This lesson is still being designed and assembled (Pre-Alpha version)

MDAnalysis

Overview

Teaching: 25 min
Exercises: 5 min
Questions
  • How are structure and trajectory files read with Python?

  • What is an atom group?

  • How do I apply analyses to residues, instead of individual atoms?

  • How can tabular data files and plots be generated with Python?

Objectives
  • Load structures and trajectories into Python.

  • Use AtomGroups to make selections of atoms.

  • Construct an appropriate reference for analysis.

  • Understand how RMSF information is calculated in MDA.

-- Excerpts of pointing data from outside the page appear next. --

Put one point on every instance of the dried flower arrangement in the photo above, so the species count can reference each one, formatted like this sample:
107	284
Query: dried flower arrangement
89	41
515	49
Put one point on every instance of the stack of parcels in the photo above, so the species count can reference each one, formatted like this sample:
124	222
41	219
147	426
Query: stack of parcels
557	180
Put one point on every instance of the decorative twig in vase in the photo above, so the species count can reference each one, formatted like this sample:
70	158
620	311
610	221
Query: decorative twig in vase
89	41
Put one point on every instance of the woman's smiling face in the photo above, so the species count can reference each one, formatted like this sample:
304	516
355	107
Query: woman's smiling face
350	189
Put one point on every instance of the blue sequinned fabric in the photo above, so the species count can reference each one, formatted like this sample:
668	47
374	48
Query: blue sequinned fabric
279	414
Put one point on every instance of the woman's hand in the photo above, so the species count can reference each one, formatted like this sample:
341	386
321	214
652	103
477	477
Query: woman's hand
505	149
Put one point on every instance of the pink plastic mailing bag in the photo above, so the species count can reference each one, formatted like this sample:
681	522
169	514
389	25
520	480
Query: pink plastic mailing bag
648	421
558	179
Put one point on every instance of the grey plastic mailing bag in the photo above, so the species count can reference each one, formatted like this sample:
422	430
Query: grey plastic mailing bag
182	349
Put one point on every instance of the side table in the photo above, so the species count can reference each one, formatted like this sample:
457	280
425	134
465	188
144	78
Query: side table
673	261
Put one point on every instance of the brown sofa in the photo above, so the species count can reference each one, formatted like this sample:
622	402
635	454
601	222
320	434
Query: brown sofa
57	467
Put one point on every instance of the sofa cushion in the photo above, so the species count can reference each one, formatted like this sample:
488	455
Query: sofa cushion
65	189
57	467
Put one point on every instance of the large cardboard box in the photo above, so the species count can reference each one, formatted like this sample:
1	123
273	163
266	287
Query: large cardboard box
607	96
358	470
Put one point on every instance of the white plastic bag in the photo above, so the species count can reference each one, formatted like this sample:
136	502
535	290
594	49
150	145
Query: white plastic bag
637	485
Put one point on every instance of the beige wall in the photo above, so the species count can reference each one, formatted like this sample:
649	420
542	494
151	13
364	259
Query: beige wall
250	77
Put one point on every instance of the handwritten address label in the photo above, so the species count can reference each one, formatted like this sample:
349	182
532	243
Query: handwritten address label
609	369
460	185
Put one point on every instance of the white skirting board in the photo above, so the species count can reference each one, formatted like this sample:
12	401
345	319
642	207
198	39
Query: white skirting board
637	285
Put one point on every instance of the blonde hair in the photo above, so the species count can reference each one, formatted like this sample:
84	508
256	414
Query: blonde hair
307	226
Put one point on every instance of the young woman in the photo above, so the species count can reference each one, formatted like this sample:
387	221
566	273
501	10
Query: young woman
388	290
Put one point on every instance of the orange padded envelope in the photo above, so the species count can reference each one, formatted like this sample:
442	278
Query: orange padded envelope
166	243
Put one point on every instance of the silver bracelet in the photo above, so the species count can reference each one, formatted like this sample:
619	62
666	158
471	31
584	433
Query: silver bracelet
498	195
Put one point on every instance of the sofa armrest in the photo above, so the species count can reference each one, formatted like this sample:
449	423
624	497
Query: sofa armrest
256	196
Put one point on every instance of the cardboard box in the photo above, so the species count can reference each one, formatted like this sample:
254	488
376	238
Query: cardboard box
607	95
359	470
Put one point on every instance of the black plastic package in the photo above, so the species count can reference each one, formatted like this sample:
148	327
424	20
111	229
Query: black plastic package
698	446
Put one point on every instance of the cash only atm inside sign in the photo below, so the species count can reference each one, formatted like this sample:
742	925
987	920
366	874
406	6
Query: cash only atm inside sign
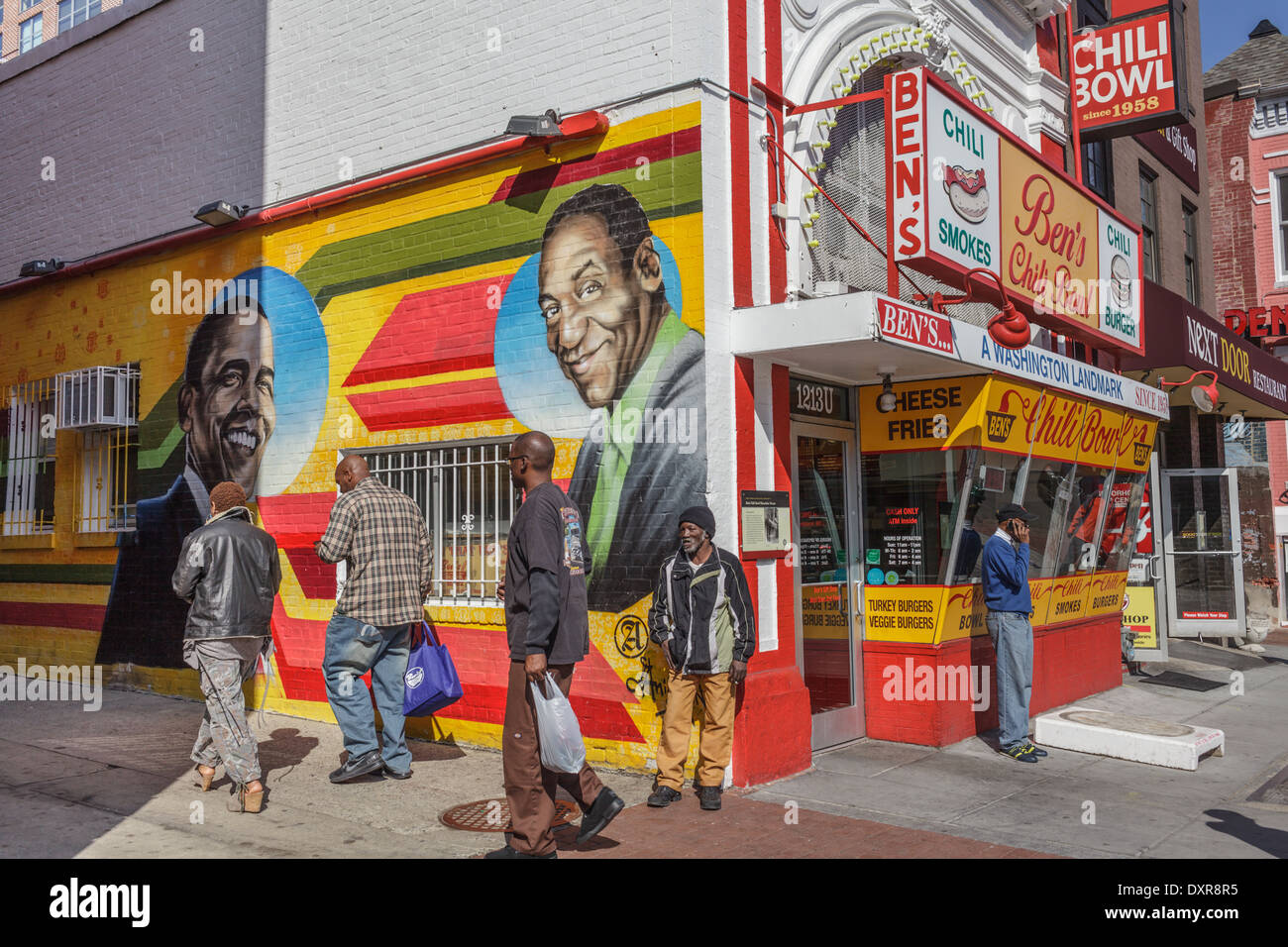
966	193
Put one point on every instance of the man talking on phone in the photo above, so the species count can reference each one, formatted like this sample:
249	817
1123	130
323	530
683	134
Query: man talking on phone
1005	574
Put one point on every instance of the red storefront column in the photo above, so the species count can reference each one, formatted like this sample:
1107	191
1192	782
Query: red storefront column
772	731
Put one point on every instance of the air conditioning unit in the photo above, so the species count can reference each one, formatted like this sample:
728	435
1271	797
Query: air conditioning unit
101	397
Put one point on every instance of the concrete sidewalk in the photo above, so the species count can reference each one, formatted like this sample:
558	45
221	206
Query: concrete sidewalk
117	784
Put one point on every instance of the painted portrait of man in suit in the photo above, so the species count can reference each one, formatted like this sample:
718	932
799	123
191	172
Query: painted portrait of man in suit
630	357
227	411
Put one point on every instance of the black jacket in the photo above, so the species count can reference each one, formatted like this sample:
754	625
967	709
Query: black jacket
704	617
228	573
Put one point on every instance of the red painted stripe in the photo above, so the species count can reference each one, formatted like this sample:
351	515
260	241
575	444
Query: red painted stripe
425	406
683	142
739	155
449	329
52	615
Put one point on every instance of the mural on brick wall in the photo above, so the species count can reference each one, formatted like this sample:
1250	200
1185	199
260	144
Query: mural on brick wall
425	326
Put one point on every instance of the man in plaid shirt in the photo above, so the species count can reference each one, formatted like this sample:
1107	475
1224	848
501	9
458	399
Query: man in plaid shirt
381	536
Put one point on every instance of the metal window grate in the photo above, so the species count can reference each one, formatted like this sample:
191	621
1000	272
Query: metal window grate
469	502
107	486
30	451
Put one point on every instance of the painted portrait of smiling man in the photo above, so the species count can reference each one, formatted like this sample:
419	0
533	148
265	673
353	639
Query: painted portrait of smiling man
227	412
630	356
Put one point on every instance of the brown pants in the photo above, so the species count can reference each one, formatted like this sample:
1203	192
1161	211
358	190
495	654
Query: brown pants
529	788
715	744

  • List which force fields have hydrogen bond donor and acceptor pairs defined by default.

Highlights

There is a real MDAnalysis tutorial. This is more of “highlights” lesson.

The Universe System

Topologies and coordinates are loaded in through universes in MDAnalysis (MDA). It can read in and write many of the common structure formats, including those used with AMBER, CHARMM, GAMESS, GROMACS, LAMMPS, and TINKER.

The only necessary argument for creating a universe is a topology-based filename.

import MDAnalysis as mda

system = mda.Universe(filename, in_memory=True)

Memory with MDAnalysis

The above example includes the keyword argument in_memory=True. Trajectory information can be a massive drain on compute resources, so by default, this is set to False, instead only loading 1 frame at a time. Thus, almost every analysis operation relies on using for loops to iterate through every frame. For relatively small trajectories, however, (like QM/MM optimizations that are often less than 10 frames), it can be easier to just load in everything at once.

To change the loaded frame, you need to specify the frame number to change to (again, keeping in mind that they start at zero). You can use -1 to specify the final frame.

u.trajectory[-1]

You can verify that the timestep has been changed by printing it.

> u.trajectory.ts
< Timestep 99 with unit cell dimensions [76.5608  70.27321 80.72006 90.      90.      90.     ] >

Periodic boundary conditions (PBC) are assumed by default. To turn off PBC, you would need to use an on-the-fly transformation (not covered here).

Loading Different File Types

Most of the file types can be read using their commonly used extensions, however, there are certainly times where specifying the file format is necessary. For instance, XYZ files and TINKER XYZ files are formatted differently, but both may use the XYZ extension. Thus, it is important to specify the TINKER format, because the file would only be read correctly if the extension was .txyz.

## Read in a TINKER XYZ
system = mda.Universe("my_tinker_file.xyz", format='TXYZ')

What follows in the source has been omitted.